His mouth was still open when the lights came on. White hot, brighter than a thousand suns, they rose from above the dune behind them. Accompanied by the whock of blades, and followed by a ripping fire that blew off the top of the hillock in a million stinging splinters of sand and lead.
The gunner bucked and fell over onto him. The corpse shuddered as more bullets plowed into it. Explosions quaked the dune as if it were made out of Jell-O. Teddy moled into the sand, fingernails snapping off, digging his face in. Miniguns, someone back in his brain said. Rockets. You saw the Taliban getting worked over. Now it’s your turn. But there didn’t seem to be anyone listening, just a terrified reptilian body digging for a safety that didn’t exist.
The firing stopped, leaving his ears ringing. The black massive fuselage of the gunship helicopter moved over him, blasting down the brush and trees with its rotorwash. He could have reached up and grabbed its skids. He dug for his rifle, but couldn’t find it. He pulled his SIG and pumped round after round after the pterodactyl shadow, knowing the full metal jackets would just bounce off the bottom armor of a battle copter. The miniguns blazed again, a white-hot stream of incandescence searching here and there in the dunes. A second pod of rockets blazed, and the blasts rocked the air.
Teddy heaved the gunner off his back and checked him. Not much he could do; the guy was bleeding out from four or five heavy-caliber wounds. The pig was wreckage. A “hurrah!” from behind jerked him around.
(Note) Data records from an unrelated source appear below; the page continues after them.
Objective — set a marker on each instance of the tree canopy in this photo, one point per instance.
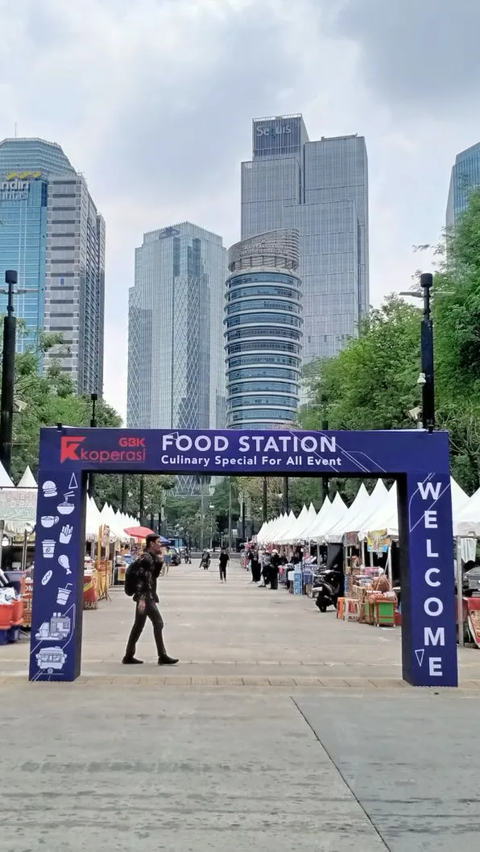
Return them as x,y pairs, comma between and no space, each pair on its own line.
48,397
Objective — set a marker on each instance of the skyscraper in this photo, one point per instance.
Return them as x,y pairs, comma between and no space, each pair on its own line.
263,317
176,365
52,234
465,177
321,189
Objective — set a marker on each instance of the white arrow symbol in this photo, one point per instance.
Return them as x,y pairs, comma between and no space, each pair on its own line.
420,655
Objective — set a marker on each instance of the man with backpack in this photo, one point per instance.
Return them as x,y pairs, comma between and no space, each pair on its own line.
141,584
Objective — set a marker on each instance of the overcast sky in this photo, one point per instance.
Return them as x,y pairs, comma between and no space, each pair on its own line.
153,101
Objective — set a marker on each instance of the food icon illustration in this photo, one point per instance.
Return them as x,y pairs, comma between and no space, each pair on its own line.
66,535
65,563
49,489
57,628
51,659
66,508
48,548
64,594
50,521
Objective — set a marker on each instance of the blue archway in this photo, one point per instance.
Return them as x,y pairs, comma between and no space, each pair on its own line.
418,460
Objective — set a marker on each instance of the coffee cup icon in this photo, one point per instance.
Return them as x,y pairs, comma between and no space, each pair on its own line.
48,547
50,520
64,594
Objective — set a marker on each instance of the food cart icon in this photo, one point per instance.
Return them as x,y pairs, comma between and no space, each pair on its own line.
51,659
57,628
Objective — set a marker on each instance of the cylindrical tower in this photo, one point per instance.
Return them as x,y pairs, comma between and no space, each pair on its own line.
263,319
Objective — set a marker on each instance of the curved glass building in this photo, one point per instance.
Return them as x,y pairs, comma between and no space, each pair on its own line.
263,334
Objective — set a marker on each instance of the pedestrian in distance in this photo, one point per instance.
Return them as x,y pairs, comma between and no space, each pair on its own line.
223,561
141,584
275,562
255,566
167,560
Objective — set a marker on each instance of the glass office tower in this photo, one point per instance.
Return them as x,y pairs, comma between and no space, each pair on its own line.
263,319
464,178
176,365
321,189
52,234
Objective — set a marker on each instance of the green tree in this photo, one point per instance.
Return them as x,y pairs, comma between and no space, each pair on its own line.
372,383
45,399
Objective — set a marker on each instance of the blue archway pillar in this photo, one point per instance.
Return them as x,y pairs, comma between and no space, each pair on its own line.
429,645
418,460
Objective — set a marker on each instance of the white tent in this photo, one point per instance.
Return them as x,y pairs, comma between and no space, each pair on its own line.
319,516
336,531
18,506
5,481
274,529
311,518
291,533
467,522
385,515
333,515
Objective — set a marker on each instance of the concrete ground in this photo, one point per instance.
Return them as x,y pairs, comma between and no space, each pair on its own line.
282,728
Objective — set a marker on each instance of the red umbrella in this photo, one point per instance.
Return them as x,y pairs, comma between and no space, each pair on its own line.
139,532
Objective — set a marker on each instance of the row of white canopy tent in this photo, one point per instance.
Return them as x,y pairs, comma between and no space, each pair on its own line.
368,513
116,521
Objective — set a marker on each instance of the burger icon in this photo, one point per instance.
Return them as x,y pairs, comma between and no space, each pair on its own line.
49,489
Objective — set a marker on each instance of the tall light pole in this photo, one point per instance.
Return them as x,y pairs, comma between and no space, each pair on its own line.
8,374
93,425
427,375
142,499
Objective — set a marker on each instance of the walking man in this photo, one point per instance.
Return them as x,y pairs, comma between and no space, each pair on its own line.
223,561
167,560
147,570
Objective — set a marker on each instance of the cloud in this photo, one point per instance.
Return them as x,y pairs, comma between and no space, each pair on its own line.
421,53
153,102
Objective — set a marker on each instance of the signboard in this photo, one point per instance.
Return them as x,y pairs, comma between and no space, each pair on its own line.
238,452
297,583
18,507
417,459
15,186
277,136
378,541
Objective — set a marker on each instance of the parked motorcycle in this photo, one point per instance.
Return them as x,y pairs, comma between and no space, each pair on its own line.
328,588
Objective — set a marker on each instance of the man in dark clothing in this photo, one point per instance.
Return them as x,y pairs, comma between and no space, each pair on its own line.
223,560
274,569
146,599
255,565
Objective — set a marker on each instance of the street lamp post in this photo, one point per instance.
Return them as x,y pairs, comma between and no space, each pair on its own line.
142,499
124,492
93,425
8,375
286,500
427,375
428,388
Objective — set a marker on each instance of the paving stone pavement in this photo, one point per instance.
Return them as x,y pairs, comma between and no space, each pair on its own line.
281,729
238,634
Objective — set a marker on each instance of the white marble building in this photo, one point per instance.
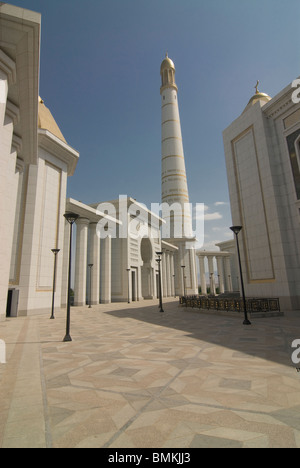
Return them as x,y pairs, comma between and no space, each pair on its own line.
120,239
263,165
35,163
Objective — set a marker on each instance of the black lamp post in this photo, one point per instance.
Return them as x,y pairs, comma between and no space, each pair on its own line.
174,286
55,251
128,274
71,218
159,280
90,293
236,230
184,288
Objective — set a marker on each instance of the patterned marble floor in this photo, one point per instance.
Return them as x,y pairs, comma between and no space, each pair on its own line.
134,377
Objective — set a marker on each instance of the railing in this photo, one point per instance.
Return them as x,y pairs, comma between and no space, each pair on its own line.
231,304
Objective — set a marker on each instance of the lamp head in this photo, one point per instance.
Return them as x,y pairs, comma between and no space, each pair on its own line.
71,217
236,229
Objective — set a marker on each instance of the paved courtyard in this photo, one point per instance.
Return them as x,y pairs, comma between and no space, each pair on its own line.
133,377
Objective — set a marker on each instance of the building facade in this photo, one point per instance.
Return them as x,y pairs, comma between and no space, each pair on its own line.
263,167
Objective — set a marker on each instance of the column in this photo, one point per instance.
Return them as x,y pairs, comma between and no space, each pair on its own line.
220,274
94,258
211,274
106,271
7,167
81,261
65,266
202,274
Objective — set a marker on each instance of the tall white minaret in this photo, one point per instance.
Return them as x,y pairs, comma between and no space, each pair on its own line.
174,184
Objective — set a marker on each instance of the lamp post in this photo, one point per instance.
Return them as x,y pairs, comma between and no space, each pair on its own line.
174,286
71,218
184,288
55,251
236,230
159,280
90,294
128,274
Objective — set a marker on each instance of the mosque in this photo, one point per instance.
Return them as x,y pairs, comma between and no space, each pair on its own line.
119,242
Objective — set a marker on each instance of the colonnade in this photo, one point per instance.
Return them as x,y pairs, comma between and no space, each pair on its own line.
90,250
224,281
118,269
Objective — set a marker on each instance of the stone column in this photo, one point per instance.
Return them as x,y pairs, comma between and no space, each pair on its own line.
81,261
211,274
202,274
94,258
7,173
106,271
220,274
65,266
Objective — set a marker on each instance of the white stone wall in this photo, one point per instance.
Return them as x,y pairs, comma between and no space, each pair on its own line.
263,201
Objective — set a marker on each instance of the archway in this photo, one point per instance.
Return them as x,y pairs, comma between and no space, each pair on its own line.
146,269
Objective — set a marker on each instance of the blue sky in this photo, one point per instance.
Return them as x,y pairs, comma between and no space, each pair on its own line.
100,63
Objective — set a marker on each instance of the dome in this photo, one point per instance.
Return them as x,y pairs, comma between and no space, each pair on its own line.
262,98
167,63
46,121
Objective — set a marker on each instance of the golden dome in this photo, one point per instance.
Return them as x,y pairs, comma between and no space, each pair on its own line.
167,63
258,97
46,121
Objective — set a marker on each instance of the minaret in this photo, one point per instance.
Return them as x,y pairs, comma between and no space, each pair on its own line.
174,184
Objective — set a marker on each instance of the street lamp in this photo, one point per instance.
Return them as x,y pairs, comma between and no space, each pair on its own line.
174,286
184,288
71,218
159,280
55,251
128,270
236,230
90,298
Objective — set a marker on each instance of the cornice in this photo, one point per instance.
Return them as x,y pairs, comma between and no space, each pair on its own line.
59,149
8,66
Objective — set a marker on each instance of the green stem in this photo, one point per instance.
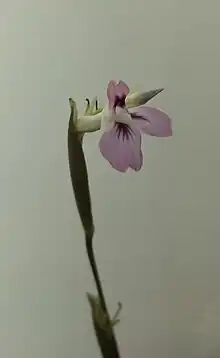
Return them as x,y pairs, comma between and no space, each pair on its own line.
112,345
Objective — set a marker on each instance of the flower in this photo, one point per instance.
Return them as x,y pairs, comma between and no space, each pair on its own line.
120,143
91,119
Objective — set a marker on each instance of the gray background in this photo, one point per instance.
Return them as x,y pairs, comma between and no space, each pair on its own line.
157,232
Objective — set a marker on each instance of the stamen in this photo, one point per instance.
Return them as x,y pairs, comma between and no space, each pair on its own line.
124,130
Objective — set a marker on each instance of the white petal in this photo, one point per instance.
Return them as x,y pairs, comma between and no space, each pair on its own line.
89,123
132,100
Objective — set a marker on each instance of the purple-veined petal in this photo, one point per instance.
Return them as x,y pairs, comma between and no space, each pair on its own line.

When he turned, they were running down the slope of the dune, running and firing from the hip. His fingers found his rifle at last and he turned the IR illumination on and took down one after the other, rapid fire, prone, just like at the 300 yard line at Camp Perry. Only at Perry he wasn’t deafened and seeing double from concussion, and the targets weren’t dropping and firing back, at his flashes, the way he was at theirs.
* * *
SOME time
later, he must have blanked out there, because he was down behind a different dune, not the one that had been rocketed, and somebody was helping him drag a body. They were making heavy weather of it, and bullets kept cracking into the sand and spraying grit. A conviction of disaster rode his shoulders, though he somehow couldn’t quite recover what was going on or where they were. Still, he knew they had to press on. Something dangerous was on their tails. Echo Two, second fire team—it was coming back now, and he waggled his head and more rushed back, all at once—was laying down cover as they dragged the limp weight toward a clump of trees. But there was light back there, too, too much of it, as if the beach was on fire. Someone was yelling at him. “Master Chief. Master Chief! You copying me? Answer up!” He looked around blankly, then remembered: the bone phone. “Here.”
“Where are you? Wait. I got you in sight. We’re back at the rally. The emplacement. See my strobe? Guide in on me.”
A strobe. An IR strobe … He shouted, “Turn it off, L-T. Turn it the fuck off!”
“Marking our position, Master Chief. Guided munitions coming in. Don’t want to land them on us.”
A distant growl. The whock-whock of blades, behind them. The realization they’d just blown it, blown it all. Harch had fought in Afghanistan. In Iraq. But the hajjis didn’t have IR imaging.
Teddy screamed, “Turn it off, Harch! Gunships incoming!”
He dropped to a knee, racked and tapped, and lifted his weapon. The thousand suns rose again. Two helos lifted over the dune, coming directly at him. Even in the dark he could make out the pilots’ faces behind the windshields, their eyes masked by some sort of point-and-shoot headset. The muzzles of the miniguns, like red flashing eyes. The last thing so many insurgents, Taliban, al-Qaeda, ISIS fighters, must have seen.